Entonces me levanté con lágrimas. Pero antes de partir
De estos oscuros campos a las puertas del infierno,
Recogí estas tristes flores inoportunas, y encontré
Hermosas bayas alargadas madurando en las espinas,
Con una gran rosa que había olvidado morir.
Las llevé con cuidado.
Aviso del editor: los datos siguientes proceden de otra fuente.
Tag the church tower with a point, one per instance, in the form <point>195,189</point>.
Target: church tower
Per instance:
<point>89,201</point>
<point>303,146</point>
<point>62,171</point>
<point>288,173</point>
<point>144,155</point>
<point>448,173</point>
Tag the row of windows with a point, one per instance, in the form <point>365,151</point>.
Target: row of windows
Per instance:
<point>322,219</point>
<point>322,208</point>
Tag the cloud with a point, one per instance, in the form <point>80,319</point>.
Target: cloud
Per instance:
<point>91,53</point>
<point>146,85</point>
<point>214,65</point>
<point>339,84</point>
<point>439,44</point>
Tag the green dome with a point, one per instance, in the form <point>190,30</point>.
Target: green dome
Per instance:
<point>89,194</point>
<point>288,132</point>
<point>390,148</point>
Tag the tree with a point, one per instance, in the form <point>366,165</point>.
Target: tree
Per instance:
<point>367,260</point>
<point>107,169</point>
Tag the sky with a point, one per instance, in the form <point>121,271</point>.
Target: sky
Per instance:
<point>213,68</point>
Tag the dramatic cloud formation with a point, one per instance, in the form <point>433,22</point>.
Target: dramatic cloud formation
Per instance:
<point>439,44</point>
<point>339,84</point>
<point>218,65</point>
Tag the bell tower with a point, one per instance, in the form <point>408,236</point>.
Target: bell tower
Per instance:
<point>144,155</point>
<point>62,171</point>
Pero aquí dentro
De este lugar de encuentro de sombras donde espero
El lento cambio, llega un viento lúgubre
Que sopla desde los memorables campos de asfódelos
O desde el llano arroyo de Lete; y estas mis flores
Caen de mis manos y no son más que sombras también.
¿Por qué sufrir cuando el sufrimiento es pasado?
¿Por qué lamentarme cuando puedo olvidar?
Los cuernos de los pastores claman por los corrales,
El oriente es claro y amarillo como los narcisos,
Terribles narcisos – la flor más brillante de los campos.
Las reuní en Enna, mi señor.
¿Bostezan las puertas y esperan sus oscuros guardianes?
¿Cuál era este recuerdo terrenal que iba a mantener?
Casi lo he olvidado. Señor, veo
Adelante, los vastos suburbios grises de los muertos;
Atrás, la dorada soledad de los bosques,
Un revoloteo de pájaros errantes, y en el matorral
Un pequeño fauno marrón que me sigue y llora.